Ménard used the data set of the Sloan Digital Sky Survey to discover that tiny grains of cosmic dust, formerly only known to exist inside galaxies, are distributed throughout the universe. This insight had major implications for understanding the chemical evolution of the universe, Heckman said.
Ménard also developed a new technique for determining distances in the universe. As he explained in 2014, when he received the David and Lucile Packard Foundation Fellowship for Science and Engineering, his approach does not rely on the colors of light, as previous methods did. Instead, it extracts information from specific patterns in the way galaxies tend to group with each other, due to gravity.
"Knowing how far away an object in the sky is located is important," he said, "because looking far away is seeing back in time, and observing galaxies at different distances allows scientists to study how the universe evolves with time."
Recently, Heckman said, Ménard has been developing a new tool based on the principles of statistical physics that can ingest very long lists of objects with attributes and automatically sort them in a way that reveals deep underlying patterns and order.
Known as the "Sequencer," it has been successful as a prototype and has the potential to yield significant breakthroughs in astronomy and other scientific fields, as well as in public health, business, and engineering.
"I spend most of my time studying the universe, millions of stars and millions of galaxies," Ménard said at the celebration. "The challenge is out of all these data to try to extract information, signals that we have not seen, to always push the limits of knowledge."
He added: "Most of the time I don't know what I am going to be excited about. My approach typically is to look at these very large data sets to explore them and on the way, unintentionally, I sometimes stumble upon interesting things, unexpected things, and that is how the whole scientific research process starts."

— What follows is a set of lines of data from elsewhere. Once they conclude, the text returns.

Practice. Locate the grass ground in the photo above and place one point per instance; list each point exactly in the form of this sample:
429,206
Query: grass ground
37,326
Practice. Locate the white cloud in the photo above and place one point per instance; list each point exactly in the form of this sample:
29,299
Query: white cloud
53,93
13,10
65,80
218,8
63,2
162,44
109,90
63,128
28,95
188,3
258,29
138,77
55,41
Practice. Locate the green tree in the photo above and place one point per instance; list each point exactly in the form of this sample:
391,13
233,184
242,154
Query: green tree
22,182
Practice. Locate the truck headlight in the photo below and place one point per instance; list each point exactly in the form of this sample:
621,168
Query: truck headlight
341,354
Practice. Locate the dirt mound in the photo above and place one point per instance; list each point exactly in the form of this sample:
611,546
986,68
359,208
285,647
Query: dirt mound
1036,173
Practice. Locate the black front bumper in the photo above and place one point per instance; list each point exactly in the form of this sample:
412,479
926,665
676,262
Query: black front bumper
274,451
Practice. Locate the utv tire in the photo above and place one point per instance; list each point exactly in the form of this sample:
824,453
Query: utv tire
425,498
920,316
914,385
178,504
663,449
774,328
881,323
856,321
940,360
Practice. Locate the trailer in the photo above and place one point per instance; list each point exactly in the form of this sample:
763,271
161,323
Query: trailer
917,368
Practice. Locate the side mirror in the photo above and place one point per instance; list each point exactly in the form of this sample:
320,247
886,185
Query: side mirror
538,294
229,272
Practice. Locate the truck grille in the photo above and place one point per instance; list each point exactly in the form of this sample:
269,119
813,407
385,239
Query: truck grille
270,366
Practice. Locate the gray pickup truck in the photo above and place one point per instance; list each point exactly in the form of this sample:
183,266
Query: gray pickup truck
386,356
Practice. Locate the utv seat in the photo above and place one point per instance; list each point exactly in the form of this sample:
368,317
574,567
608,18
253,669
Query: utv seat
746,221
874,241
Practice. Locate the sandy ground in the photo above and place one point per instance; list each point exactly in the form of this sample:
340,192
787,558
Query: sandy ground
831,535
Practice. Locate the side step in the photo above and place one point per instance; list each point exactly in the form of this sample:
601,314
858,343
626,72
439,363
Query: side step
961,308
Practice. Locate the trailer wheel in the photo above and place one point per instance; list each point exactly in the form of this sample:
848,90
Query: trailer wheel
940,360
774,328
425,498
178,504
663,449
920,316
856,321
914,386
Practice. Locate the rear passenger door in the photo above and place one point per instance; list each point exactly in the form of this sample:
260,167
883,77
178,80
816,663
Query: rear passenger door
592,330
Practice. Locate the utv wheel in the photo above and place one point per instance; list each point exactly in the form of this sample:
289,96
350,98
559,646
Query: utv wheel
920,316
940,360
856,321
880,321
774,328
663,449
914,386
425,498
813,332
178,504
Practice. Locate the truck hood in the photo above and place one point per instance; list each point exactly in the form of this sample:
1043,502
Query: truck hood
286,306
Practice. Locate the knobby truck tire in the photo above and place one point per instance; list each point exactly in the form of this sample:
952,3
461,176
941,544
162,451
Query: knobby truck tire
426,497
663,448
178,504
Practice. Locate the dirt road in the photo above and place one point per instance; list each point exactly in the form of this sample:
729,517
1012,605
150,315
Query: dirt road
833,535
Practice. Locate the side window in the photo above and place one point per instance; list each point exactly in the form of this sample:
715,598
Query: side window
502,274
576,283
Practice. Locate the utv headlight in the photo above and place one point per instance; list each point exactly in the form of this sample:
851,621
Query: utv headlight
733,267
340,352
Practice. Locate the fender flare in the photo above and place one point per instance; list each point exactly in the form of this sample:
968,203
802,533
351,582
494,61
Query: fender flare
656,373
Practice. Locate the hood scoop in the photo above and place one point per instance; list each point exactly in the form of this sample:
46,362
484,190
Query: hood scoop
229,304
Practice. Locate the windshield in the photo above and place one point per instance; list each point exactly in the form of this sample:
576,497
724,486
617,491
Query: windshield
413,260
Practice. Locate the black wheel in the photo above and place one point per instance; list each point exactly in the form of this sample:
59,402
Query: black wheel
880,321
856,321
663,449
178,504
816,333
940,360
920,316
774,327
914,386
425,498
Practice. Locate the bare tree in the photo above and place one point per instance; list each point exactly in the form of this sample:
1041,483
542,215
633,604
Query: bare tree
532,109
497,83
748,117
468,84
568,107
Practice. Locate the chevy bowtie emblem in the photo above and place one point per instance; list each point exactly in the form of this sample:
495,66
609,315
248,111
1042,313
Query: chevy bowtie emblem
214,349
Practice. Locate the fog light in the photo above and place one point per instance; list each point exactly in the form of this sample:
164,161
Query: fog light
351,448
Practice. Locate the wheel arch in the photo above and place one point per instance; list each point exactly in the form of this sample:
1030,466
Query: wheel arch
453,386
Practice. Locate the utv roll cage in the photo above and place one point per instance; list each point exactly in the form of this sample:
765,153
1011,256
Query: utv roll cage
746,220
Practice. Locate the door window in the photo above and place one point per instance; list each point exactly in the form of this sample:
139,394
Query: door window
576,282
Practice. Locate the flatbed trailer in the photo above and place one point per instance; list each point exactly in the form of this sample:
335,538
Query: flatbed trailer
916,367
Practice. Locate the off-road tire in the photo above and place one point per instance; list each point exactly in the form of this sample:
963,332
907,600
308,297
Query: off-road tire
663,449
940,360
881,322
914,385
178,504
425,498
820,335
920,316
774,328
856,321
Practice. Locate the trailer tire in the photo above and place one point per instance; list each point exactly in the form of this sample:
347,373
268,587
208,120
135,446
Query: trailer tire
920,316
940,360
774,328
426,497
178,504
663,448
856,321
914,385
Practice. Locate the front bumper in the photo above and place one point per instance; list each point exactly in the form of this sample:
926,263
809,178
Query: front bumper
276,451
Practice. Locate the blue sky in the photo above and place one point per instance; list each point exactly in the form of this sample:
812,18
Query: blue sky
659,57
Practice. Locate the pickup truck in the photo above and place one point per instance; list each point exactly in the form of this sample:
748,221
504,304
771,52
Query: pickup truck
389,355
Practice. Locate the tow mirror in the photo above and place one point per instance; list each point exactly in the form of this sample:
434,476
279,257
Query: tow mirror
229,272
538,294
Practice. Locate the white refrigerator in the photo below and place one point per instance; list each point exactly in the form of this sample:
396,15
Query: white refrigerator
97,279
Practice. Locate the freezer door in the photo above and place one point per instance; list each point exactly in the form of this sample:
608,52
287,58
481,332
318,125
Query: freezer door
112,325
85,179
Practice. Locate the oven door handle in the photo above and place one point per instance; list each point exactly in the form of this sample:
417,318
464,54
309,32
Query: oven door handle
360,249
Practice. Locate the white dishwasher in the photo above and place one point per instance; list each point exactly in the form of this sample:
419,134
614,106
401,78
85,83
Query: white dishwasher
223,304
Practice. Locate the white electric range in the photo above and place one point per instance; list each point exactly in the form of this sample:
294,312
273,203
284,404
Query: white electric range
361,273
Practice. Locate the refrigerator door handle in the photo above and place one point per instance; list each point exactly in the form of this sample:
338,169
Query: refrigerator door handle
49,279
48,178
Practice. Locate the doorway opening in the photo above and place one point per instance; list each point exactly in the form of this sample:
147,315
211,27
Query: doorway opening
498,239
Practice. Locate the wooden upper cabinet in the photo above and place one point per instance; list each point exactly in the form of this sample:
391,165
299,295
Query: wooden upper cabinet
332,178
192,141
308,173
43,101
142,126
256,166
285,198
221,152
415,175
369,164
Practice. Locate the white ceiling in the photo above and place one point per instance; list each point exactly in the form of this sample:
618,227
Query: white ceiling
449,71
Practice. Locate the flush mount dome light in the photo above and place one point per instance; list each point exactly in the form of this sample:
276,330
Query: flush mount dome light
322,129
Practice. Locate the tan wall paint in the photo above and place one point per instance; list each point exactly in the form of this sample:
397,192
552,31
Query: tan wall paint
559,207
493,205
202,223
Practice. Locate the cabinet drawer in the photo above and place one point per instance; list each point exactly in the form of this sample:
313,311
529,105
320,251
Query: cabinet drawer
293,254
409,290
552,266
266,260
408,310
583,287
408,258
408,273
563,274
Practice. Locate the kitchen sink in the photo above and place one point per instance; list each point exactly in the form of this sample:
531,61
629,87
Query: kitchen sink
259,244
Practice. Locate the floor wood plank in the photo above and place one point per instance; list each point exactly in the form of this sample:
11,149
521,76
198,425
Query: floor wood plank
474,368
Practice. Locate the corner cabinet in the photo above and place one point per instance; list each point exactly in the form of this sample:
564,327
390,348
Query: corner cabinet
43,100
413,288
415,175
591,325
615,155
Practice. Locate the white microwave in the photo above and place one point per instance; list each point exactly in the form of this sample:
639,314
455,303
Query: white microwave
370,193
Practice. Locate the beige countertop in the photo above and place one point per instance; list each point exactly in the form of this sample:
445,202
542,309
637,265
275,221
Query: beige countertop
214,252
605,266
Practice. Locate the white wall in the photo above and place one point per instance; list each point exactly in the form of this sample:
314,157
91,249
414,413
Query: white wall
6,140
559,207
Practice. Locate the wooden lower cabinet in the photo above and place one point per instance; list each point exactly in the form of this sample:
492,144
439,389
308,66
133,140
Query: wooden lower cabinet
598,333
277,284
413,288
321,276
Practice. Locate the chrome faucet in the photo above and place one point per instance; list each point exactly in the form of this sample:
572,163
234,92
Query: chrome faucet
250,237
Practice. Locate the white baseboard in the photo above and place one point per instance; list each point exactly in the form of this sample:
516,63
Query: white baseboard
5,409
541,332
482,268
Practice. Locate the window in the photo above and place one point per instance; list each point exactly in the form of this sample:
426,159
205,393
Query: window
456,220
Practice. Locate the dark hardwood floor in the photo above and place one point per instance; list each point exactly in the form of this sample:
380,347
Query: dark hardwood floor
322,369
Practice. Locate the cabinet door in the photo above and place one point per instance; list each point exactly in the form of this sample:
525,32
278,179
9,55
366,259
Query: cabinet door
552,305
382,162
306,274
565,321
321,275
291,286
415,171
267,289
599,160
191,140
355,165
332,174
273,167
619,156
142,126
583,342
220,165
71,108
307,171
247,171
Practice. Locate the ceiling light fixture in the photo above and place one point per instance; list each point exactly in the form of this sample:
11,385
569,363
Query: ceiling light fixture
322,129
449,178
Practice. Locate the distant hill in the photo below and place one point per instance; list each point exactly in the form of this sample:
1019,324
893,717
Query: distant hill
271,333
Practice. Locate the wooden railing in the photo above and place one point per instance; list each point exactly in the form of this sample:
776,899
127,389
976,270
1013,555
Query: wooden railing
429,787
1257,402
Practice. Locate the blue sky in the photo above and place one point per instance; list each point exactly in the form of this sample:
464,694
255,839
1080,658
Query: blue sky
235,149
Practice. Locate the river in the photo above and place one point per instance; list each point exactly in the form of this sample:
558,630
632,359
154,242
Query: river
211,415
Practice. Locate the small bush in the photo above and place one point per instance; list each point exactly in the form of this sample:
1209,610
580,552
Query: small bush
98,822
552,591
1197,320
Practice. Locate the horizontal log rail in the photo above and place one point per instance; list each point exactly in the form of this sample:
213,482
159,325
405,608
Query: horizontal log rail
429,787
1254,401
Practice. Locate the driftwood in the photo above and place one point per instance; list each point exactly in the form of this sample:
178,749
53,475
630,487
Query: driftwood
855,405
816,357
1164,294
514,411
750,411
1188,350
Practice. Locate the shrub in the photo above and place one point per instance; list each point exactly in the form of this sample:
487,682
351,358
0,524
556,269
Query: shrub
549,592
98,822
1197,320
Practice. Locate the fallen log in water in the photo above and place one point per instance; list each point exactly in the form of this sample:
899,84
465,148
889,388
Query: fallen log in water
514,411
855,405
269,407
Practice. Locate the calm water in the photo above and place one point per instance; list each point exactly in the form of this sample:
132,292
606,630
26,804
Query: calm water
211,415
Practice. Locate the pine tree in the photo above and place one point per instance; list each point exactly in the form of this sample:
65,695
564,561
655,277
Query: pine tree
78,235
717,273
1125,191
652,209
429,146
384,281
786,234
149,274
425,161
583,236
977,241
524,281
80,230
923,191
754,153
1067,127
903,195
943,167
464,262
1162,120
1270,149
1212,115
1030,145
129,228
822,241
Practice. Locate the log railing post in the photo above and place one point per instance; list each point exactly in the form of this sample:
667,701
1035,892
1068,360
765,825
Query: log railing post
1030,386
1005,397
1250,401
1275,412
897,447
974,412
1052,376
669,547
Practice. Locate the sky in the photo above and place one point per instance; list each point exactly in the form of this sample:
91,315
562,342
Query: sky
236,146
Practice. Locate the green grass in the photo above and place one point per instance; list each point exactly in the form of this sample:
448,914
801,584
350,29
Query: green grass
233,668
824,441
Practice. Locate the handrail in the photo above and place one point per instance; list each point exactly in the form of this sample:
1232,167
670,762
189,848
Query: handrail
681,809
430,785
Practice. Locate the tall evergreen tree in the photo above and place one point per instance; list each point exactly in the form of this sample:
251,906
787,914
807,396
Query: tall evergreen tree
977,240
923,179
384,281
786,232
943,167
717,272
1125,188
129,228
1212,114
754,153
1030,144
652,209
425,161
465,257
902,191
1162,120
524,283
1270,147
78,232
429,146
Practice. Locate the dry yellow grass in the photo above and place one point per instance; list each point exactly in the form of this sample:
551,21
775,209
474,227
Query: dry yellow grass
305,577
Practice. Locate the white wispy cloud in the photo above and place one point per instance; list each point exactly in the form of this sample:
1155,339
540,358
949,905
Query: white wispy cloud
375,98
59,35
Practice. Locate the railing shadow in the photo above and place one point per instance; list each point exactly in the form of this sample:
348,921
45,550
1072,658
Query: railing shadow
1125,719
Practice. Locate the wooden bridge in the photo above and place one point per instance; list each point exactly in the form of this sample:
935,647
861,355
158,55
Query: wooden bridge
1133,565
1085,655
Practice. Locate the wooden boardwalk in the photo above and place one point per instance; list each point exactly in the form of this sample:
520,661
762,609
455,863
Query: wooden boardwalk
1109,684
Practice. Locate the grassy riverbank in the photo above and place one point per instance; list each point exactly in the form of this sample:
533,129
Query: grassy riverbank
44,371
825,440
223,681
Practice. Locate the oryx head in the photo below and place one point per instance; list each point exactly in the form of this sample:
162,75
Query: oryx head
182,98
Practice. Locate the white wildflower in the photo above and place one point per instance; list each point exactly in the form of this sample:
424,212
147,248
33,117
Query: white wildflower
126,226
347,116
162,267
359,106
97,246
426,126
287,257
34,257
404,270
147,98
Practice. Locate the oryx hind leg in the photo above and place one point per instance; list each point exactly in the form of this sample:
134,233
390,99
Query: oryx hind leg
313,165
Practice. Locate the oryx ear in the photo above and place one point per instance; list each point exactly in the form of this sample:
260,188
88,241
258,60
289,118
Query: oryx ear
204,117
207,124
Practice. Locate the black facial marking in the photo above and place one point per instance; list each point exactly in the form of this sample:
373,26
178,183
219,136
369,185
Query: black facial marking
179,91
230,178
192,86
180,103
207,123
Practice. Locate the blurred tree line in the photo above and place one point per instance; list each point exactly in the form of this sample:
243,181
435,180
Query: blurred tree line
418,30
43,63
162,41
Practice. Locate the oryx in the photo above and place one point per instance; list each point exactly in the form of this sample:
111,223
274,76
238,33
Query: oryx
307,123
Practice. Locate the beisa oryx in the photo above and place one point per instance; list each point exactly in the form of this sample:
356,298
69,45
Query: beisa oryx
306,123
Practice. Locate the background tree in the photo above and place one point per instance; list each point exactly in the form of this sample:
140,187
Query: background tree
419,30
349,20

Ménard began his studies in Paris and then earned his PhD working at the Max Planck Institute for Astrophysics in Germany and the Institut d'Astrophysique de Paris. He was a postdoctoral member at the Institute for Advanced Study in Princeton, New Jersey, and a senior research associate at the Canadian Institute for Theoretical Astrophysics in Toronto. In addition to being on the faculty at Johns Hopkins, he is a joint member of the Kavli Institute for Physics and Mathematics at the University of Tokyo.
Ménard received the 2011 Henri Chrétien grant, awarded by the American Astronomical Society; was named the 2012 Outstanding Young Scientist of Maryland; and received a 2012 Sloan Research Fellowship.
Beth McGinty, an associate professor of health policy and management at the Bloomberg School of Public Health, was recognized among the finalists this year. She will receive a presidential monetary gift of $50,000 to support her academic work, which focuses on developing communication strategies to reduce stigma surrounding mental illness and substance use disorders and to increase support for policies that assist individuals facing those issues.
Previous recipients of the President's Frontier Award are:
- Sharon Gerecht, a professor in the Department of Chemical and Biomolecular Engineering in the Whiting School of Engineering
- Scott Bailey, an associate professor in the Bloomberg School of Public Health's Department of Biochemistry and Molecular Biology
- Michael Hersch, chair of the Composition Department at the Peabody Institute
- Deidra Crews, an associate professor of medicine in the Division of Nephrology
"It's an amazing opportunity to expand in new directions without having to apply for grant funding," Ménard said. "It's freedom of research, freedom of exploration. It's the ability to try very risky ideas. ... As far as I know, there are not many universities providing an individual with so much in resources."